Carlo Petrini assente, lo spirito della sua creatura (il “mangiare lento” che propugna da 26 anni) ha animato i saloni dell’ambasciata italiana a Pechino durante il debutto di Slow Food Great China.
È con tale denominazione che è approdata nell’ex Celeste Impero l’idea partorita dal gastronomo e scrittore piemontese, che coinvolge milioni di persone in oltre 150 paesi del mondo, basata sulla diffusione della conoscenza del cibo di qualità: buono per chi si nutre, per chi coltiva e per l’ambiente. Fondata nel 1989 in Italia, Slow Food porta la lotta contro la scomparsa delle tradizioni alimentari locali in tutto il mondo. Non poteva mancare dunque l’immensa Repubblica Popolare, un gigante che, se da un lato fagocita senza troppa attenzione per l’ambiente materie prime ed energia, lanciata com’è nella rincorsa al primato mondiale nella produzione, dall’altro vanta una millenaria tradizione gastronomica che rischia di disperdersi e di sacrificare, sull’altare della crescita senza regole, la sicurezza alimentare.
Nella visione globale di Slow Food, il Paese asiatico può essere determinante per salvare la biodiversità agroalimentare del pianeta, un elemento che costituisce il focus principale della sua missione.

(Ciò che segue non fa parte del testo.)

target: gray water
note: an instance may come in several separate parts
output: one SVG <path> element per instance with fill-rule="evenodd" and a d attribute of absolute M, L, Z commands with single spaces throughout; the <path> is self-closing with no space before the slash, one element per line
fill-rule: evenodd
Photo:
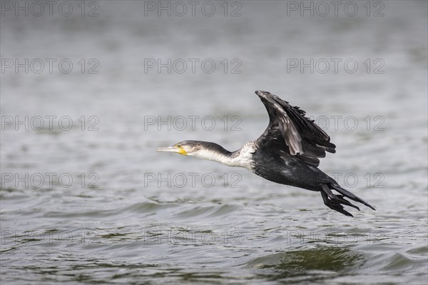
<path fill-rule="evenodd" d="M 0 23 L 2 284 L 428 282 L 427 1 L 17 3 Z M 377 211 L 156 153 L 258 137 L 259 89 L 315 119 L 337 146 L 320 168 Z"/>

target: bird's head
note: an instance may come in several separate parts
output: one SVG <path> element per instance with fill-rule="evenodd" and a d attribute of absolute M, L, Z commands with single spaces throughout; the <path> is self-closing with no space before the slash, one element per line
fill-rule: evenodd
<path fill-rule="evenodd" d="M 198 141 L 183 141 L 171 146 L 160 147 L 158 152 L 175 152 L 185 156 L 196 155 L 201 149 L 200 142 Z"/>

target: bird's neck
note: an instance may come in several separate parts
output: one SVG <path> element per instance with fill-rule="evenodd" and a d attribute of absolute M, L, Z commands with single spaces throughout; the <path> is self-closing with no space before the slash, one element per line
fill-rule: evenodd
<path fill-rule="evenodd" d="M 252 156 L 254 149 L 249 143 L 245 144 L 241 149 L 235 151 L 229 151 L 220 145 L 210 143 L 210 147 L 203 148 L 193 156 L 198 159 L 210 160 L 233 167 L 252 169 Z"/>

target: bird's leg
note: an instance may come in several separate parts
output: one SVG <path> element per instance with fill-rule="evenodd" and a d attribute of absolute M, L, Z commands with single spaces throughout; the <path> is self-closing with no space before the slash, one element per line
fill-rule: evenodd
<path fill-rule="evenodd" d="M 345 216 L 354 216 L 348 211 L 345 211 L 343 209 L 343 206 L 338 202 L 331 200 L 329 199 L 328 195 L 323 191 L 321 191 L 321 196 L 322 196 L 322 200 L 324 200 L 324 204 L 329 207 L 330 209 L 337 211 L 340 213 L 343 214 Z"/>
<path fill-rule="evenodd" d="M 333 192 L 332 192 L 332 191 L 330 190 L 330 188 L 328 188 L 328 186 L 326 184 L 322 184 L 322 190 L 324 190 L 324 192 L 325 192 L 325 194 L 328 196 L 328 197 L 332 200 L 332 201 L 335 201 L 337 203 L 340 204 L 342 204 L 346 206 L 350 206 L 351 207 L 354 207 L 356 209 L 357 209 L 358 211 L 360 211 L 360 208 L 358 208 L 357 206 L 351 204 L 351 202 L 350 202 L 349 201 L 346 200 L 343 195 L 335 195 L 333 194 Z"/>

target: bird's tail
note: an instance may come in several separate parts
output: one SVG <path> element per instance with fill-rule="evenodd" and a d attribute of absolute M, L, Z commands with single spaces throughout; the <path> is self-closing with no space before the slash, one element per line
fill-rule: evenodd
<path fill-rule="evenodd" d="M 343 206 L 342 205 L 350 206 L 360 211 L 360 208 L 358 208 L 357 206 L 352 204 L 351 202 L 345 199 L 345 197 L 349 198 L 351 200 L 355 201 L 357 202 L 361 203 L 368 207 L 370 207 L 373 210 L 376 210 L 374 208 L 373 208 L 372 205 L 370 205 L 361 198 L 354 195 L 349 191 L 340 187 L 337 184 L 322 184 L 322 190 L 321 191 L 321 196 L 322 196 L 322 199 L 324 200 L 324 204 L 330 209 L 332 209 L 335 211 L 337 211 L 338 212 L 342 213 L 345 216 L 352 216 L 352 215 L 350 213 L 349 213 L 345 209 L 343 209 Z M 337 192 L 340 193 L 340 195 L 334 194 L 333 192 L 332 192 L 331 189 L 336 190 Z"/>
<path fill-rule="evenodd" d="M 369 203 L 366 202 L 365 201 L 364 201 L 361 198 L 358 197 L 357 196 L 354 195 L 352 193 L 350 192 L 347 189 L 344 189 L 343 188 L 340 187 L 339 185 L 331 184 L 331 186 L 335 190 L 336 190 L 337 192 L 340 193 L 342 195 L 345 196 L 345 197 L 347 197 L 347 198 L 350 199 L 351 200 L 354 200 L 356 202 L 361 203 L 363 205 L 370 207 L 373 210 L 376 211 L 376 209 L 372 205 L 370 205 Z"/>

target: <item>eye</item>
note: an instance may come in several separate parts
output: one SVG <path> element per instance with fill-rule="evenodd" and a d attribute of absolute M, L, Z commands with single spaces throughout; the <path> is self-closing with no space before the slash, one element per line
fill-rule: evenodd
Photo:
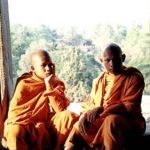
<path fill-rule="evenodd" d="M 109 62 L 110 61 L 110 59 L 104 59 L 104 62 Z"/>

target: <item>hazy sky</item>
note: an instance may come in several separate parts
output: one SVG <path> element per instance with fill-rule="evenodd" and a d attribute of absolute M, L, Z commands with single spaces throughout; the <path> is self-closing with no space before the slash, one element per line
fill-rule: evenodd
<path fill-rule="evenodd" d="M 8 0 L 10 23 L 87 27 L 150 19 L 150 0 Z"/>

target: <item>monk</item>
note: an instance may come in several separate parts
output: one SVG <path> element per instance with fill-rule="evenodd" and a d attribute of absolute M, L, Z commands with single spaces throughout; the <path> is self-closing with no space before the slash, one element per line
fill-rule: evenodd
<path fill-rule="evenodd" d="M 106 46 L 100 58 L 105 71 L 93 81 L 90 101 L 82 105 L 84 112 L 70 132 L 65 150 L 82 150 L 85 145 L 122 150 L 129 135 L 144 133 L 144 78 L 138 69 L 124 66 L 124 60 L 117 44 Z"/>
<path fill-rule="evenodd" d="M 31 62 L 31 72 L 18 78 L 10 102 L 4 128 L 7 147 L 59 150 L 77 116 L 66 110 L 69 99 L 64 93 L 65 85 L 55 75 L 48 52 L 36 50 Z"/>

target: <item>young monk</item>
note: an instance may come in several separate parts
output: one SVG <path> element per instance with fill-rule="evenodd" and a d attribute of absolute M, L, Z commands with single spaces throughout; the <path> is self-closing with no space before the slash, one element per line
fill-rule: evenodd
<path fill-rule="evenodd" d="M 55 65 L 48 52 L 36 50 L 31 62 L 31 72 L 18 78 L 10 102 L 4 128 L 7 147 L 59 150 L 77 116 L 66 110 L 69 100 L 64 93 L 65 85 L 55 75 Z"/>
<path fill-rule="evenodd" d="M 74 125 L 65 150 L 82 150 L 84 142 L 99 150 L 122 150 L 128 135 L 144 133 L 143 75 L 136 68 L 125 67 L 124 60 L 117 44 L 104 49 L 100 61 L 105 71 L 93 81 L 90 102 L 83 105 L 87 111 Z"/>

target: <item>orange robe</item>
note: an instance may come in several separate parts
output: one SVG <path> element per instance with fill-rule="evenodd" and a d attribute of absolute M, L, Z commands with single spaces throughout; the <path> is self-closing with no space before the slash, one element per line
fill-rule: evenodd
<path fill-rule="evenodd" d="M 4 128 L 10 150 L 50 147 L 54 126 L 57 135 L 63 134 L 59 144 L 64 142 L 67 129 L 76 121 L 76 116 L 66 111 L 69 100 L 64 94 L 64 83 L 55 77 L 52 84 L 53 90 L 47 92 L 44 80 L 35 74 L 25 73 L 18 78 Z M 53 128 L 51 124 L 54 124 Z"/>
<path fill-rule="evenodd" d="M 137 69 L 123 68 L 119 75 L 104 72 L 93 81 L 90 102 L 82 105 L 83 111 L 98 106 L 102 106 L 104 111 L 89 124 L 87 135 L 80 134 L 77 122 L 66 145 L 74 144 L 78 136 L 89 146 L 103 145 L 108 149 L 120 149 L 129 131 L 140 135 L 144 133 L 145 120 L 141 113 L 144 79 Z"/>

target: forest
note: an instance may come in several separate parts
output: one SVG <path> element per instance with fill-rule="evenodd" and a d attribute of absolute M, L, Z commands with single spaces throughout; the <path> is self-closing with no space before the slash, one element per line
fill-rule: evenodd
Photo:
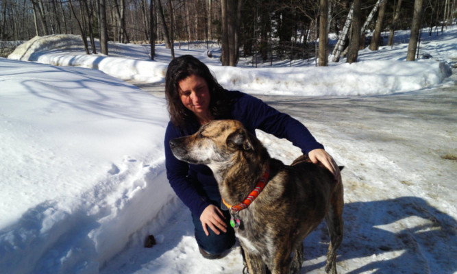
<path fill-rule="evenodd" d="M 345 55 L 356 62 L 359 49 L 383 45 L 382 35 L 392 45 L 395 30 L 411 29 L 411 60 L 419 32 L 442 32 L 456 18 L 456 1 L 0 0 L 0 41 L 78 34 L 87 54 L 109 55 L 110 41 L 149 43 L 152 60 L 156 43 L 174 56 L 181 42 L 212 41 L 221 45 L 223 65 L 236 66 L 240 56 L 264 62 L 319 56 L 319 65 L 326 66 L 330 53 L 334 62 Z M 332 47 L 329 34 L 338 40 Z"/>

“Con la sua sterminata cultura gastronomica, il suo patrimonio di diversità vegetale e animale, con l’impatto che le scelte alimentari dei consumatori cinesi hanno su tutto il pianeta, la Cina non può che essere uno dei Paesi in cui impegnarsi al massimo”, ha commentato Paolo Di Croce, segretario generale di Slow Food Internazionale, presente al lancio di Slow Food Great China. E ancora: “L’Arca dei sapori sarà un primo concreto elemento di sfida in vista dell’ingresso di Slow Food qui in Cina, perché alla Cina è stato chiesto di individuare un centinaio di prodotti eccellenti della tradizione da difendere e da portare all’Expo, un primo passo verso una concreta collaborazione”.